Perhaps a better approach would be adjusting Mathlete's offense and defense grades (which take into account starting field position and also, I think, credits the offense appropriately when a drive does not end in points but alters the field position battle significantly) based on number of possessions.

wolfman81

September 28th, 2010 at 10:28 PM ^

This seems like data that the Mathlete would have in hand (or be able to obtain).  He's always talking about his way cool database.  He had to get it somehow!

I'm not sure he does anything other than get data from websites and then d*ck around with Excel too...FWIW  However, his database would make looking at data from the past few seasons trivial.

Trebor

September 29th, 2010 at 7:36 AM ^

I think this analysis is better served as a team scoring efficiency metric based on how many times the offense touches the ball. If you have a defense that's excellent at forcing turnovers, and even adding to the team's point output, that should definitely be captured (and it seems it is in your analysis). Same with an excellent return game. Points from returns/defense, or even short field scores offered by an opportunistic defense, are worth just as much as a 20-play, 80 yard drive. It might not be the best measure of pure offensive efficiency, but if my offense only needs to be responsible for X number of points while my defense and return game score Y, that shouldn't mean I'm a less dangerous team than one that gets Z number of points on offense and 0 via defense/returns, assuming X+Y=Z.

awolfinwater

September 29th, 2010 at 11:11 AM ^

Your formula includes punts, turnovers, and kickoffs. Your logic was to subtract the number of games since once a game you kick off to start a half. This is true but you forgot to account for the other half where you receive a kickoff. The two factors cancel each other out and you are left with punts + turnovers + kickoffs.

Thanks for the read!

Enjoy Life

September 30th, 2010 at 8:38 PM ^

I went back and looked at the box scores for U/M. I subracted any possession that was just running out the half or end of game. M has had 46 possessions for the first 4 games.

So, your numbers for M are pretty close.

BTW, the Fremeau Efficiency Index (FEI) looks like it does what folks are looking for.

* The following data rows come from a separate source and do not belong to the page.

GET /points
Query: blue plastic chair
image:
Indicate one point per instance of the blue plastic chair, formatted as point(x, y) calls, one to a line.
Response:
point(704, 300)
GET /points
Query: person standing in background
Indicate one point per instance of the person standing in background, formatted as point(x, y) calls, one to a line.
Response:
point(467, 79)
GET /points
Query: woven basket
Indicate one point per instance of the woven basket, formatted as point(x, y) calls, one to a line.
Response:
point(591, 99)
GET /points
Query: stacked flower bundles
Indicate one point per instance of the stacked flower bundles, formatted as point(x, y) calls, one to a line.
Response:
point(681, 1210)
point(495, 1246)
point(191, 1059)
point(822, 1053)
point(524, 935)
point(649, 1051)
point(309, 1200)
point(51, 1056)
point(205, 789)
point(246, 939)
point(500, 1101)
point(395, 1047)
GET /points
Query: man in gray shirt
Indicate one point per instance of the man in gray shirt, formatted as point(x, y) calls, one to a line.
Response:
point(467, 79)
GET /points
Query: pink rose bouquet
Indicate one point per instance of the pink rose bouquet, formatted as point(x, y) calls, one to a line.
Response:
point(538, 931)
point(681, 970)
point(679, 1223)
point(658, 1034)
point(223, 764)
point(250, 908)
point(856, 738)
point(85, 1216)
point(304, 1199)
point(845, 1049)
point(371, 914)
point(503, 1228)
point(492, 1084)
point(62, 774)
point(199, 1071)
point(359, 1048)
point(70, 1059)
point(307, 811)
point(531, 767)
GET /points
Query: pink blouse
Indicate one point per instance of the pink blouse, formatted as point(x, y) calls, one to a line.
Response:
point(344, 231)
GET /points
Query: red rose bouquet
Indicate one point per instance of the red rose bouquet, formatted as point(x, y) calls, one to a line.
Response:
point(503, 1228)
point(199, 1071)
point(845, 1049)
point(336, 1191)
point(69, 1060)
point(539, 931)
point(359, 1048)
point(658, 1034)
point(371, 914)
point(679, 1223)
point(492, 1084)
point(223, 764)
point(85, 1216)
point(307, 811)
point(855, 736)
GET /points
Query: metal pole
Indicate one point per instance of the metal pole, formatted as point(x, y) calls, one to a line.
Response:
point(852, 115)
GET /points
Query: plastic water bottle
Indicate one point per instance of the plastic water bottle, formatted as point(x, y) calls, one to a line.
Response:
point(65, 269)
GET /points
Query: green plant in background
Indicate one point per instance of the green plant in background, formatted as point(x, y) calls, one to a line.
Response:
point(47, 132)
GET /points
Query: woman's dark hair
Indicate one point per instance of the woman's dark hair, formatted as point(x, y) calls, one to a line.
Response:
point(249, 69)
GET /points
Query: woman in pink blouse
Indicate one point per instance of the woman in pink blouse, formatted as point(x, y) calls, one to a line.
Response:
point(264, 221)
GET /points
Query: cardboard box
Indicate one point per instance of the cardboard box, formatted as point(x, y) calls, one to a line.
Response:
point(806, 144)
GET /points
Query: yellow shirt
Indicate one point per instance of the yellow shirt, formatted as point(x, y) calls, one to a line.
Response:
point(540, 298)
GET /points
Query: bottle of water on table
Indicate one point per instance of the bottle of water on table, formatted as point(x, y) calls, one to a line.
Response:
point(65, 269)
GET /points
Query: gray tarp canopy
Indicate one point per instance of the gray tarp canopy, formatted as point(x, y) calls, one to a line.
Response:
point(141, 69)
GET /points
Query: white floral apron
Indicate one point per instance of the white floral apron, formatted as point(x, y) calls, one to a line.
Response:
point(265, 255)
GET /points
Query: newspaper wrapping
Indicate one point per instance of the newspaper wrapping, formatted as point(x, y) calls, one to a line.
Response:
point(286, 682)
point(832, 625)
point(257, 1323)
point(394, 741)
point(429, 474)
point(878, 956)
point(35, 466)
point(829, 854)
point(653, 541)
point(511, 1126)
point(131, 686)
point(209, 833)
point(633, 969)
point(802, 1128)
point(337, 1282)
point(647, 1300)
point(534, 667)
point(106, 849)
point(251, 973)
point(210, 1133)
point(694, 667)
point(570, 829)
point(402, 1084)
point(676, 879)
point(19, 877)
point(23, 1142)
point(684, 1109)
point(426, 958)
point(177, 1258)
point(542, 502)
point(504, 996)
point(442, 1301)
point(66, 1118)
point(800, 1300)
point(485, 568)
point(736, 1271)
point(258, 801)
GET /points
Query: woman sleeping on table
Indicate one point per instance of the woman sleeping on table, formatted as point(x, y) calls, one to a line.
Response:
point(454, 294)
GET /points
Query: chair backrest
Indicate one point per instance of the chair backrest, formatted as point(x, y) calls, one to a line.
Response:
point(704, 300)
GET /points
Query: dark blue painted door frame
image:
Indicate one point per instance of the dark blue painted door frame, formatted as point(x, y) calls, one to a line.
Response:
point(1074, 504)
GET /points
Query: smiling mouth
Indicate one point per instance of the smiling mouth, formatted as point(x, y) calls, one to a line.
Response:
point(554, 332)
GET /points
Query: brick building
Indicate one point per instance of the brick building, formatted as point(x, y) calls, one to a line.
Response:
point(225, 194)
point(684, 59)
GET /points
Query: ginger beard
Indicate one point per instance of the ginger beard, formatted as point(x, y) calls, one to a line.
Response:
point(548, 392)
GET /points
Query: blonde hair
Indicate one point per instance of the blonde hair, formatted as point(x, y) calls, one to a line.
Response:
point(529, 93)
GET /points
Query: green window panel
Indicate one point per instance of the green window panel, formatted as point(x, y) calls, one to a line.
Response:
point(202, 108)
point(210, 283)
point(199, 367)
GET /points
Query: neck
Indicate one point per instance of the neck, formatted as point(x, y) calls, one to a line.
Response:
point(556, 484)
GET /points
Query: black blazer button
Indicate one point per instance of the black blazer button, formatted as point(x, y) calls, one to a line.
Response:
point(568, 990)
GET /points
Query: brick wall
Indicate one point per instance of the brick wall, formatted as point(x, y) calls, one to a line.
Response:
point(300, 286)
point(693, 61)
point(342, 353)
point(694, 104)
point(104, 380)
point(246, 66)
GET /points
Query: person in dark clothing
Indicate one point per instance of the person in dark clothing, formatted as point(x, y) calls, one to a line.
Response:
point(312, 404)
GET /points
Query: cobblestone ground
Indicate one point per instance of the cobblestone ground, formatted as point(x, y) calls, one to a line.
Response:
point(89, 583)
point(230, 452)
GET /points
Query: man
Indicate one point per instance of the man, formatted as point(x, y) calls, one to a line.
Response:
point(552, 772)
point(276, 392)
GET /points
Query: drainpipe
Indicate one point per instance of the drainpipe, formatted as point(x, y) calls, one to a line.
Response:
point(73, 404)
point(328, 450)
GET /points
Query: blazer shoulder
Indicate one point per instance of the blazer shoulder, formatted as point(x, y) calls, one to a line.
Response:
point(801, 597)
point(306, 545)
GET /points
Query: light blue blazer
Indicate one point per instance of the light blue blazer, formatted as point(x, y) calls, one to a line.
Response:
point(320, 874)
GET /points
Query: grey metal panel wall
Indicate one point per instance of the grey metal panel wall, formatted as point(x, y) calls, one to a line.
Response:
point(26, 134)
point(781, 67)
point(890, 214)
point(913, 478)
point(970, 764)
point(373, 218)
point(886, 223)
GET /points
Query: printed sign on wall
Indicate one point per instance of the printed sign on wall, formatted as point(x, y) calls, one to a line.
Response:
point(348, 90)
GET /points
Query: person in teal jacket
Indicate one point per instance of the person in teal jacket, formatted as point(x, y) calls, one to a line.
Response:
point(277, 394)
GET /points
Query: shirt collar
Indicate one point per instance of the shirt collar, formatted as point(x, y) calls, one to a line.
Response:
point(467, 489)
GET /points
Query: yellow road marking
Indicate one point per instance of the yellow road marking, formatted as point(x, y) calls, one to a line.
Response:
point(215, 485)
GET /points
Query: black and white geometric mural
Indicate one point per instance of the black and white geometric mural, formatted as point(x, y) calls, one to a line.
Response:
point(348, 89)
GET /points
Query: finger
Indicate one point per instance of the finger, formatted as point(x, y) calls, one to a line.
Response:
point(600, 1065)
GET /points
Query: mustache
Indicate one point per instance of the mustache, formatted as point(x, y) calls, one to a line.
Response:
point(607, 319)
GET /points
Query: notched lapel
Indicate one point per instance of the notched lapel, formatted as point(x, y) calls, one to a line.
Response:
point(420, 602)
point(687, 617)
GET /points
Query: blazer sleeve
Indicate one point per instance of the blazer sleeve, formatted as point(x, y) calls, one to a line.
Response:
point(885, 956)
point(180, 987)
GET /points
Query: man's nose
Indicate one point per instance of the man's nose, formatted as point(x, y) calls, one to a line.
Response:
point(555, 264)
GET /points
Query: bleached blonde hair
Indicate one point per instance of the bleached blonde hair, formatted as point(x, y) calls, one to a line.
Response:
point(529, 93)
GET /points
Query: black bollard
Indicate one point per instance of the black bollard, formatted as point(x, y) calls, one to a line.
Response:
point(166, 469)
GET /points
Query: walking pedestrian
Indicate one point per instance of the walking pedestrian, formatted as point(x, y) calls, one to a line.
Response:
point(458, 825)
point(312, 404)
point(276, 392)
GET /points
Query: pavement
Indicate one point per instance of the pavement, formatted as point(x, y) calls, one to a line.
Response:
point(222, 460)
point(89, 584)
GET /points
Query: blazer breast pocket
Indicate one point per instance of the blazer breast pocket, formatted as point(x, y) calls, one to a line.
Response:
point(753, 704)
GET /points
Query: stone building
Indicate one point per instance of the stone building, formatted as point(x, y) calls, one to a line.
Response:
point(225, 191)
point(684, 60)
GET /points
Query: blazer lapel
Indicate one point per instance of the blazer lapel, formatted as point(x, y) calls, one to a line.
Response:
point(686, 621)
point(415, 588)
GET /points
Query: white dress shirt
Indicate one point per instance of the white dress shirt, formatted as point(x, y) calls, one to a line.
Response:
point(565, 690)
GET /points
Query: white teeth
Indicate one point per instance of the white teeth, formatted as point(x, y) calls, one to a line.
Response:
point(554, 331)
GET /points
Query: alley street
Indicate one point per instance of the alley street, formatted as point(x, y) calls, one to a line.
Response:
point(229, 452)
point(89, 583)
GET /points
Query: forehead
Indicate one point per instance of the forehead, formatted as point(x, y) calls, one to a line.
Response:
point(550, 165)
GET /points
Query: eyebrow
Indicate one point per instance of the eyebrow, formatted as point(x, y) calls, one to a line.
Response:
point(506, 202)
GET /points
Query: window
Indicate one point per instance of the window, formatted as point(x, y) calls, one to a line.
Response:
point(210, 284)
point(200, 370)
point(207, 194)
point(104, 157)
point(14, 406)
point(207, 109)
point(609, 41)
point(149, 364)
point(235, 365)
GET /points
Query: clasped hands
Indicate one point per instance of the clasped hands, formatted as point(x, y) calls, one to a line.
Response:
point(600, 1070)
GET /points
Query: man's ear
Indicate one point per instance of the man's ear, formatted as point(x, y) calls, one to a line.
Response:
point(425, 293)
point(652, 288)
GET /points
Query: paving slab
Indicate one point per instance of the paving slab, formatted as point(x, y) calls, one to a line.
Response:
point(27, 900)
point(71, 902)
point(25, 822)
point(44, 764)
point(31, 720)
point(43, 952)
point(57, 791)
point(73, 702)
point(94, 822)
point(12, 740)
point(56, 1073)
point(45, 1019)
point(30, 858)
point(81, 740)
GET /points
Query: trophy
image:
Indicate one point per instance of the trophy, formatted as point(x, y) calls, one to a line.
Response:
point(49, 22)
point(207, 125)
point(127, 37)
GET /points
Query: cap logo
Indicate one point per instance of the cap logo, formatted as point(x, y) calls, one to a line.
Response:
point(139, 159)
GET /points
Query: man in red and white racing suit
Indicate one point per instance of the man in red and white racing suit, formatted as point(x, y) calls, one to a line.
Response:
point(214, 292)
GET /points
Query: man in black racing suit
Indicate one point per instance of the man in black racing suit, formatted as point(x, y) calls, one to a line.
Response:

I've added to my weekly diary on National Rankings here:

http://mgoblog.com/diaries/week-4-national-rankings-update-fremeau-effi…

alex356572

October 18th, 2010 at 10:57 PM ^

i'm not much of a college football fan, i focus primarily on the nfl. when i was doing research on yards per possession i came across this blog post. i found a formula for calculating possessions from the pro football reference blog. it is as follows

offensive points per drive = (7*(rushTD+passTD) + 3*FGM) / (rushTD + passTD + turnovers + punts + FGA)

no idea how to adjust for strength of schedule though. hope this helps.

Baltimore Hokie

October 29th, 2010 at 3:30 PM ^

Stumbled on this thread during a search for 'possessions resulting in points.'  This accomplishes almost the same thing.  The chief benefit in this is to give some means of comparing offensive effectiveness between teams with dissimilar philosophies: for example a team like Oregon who relies on offense to win games, vs a team like mine that relies on defense and special teams to set the offense up with the short field and control the clock.

You should start a website on this alone, and in time the stats you calculate will be adopted by more and more media outlets.

You are correct in that the NCAA scoring offense stats include defensive and special teams scoring. 

adam.dubya

November 5th, 2010 at 4:58 PM ^

I have been using this metric for a little over a year.  I look at it from how an offense can end its possession. 

= TD+ Field Goal Attempt (FGA) + Turnover (Int thrown or fumble lost) + Punt + Fail 4th down conversion + Safety

This will usually not account for possessions at the end of the half or at the end of the game.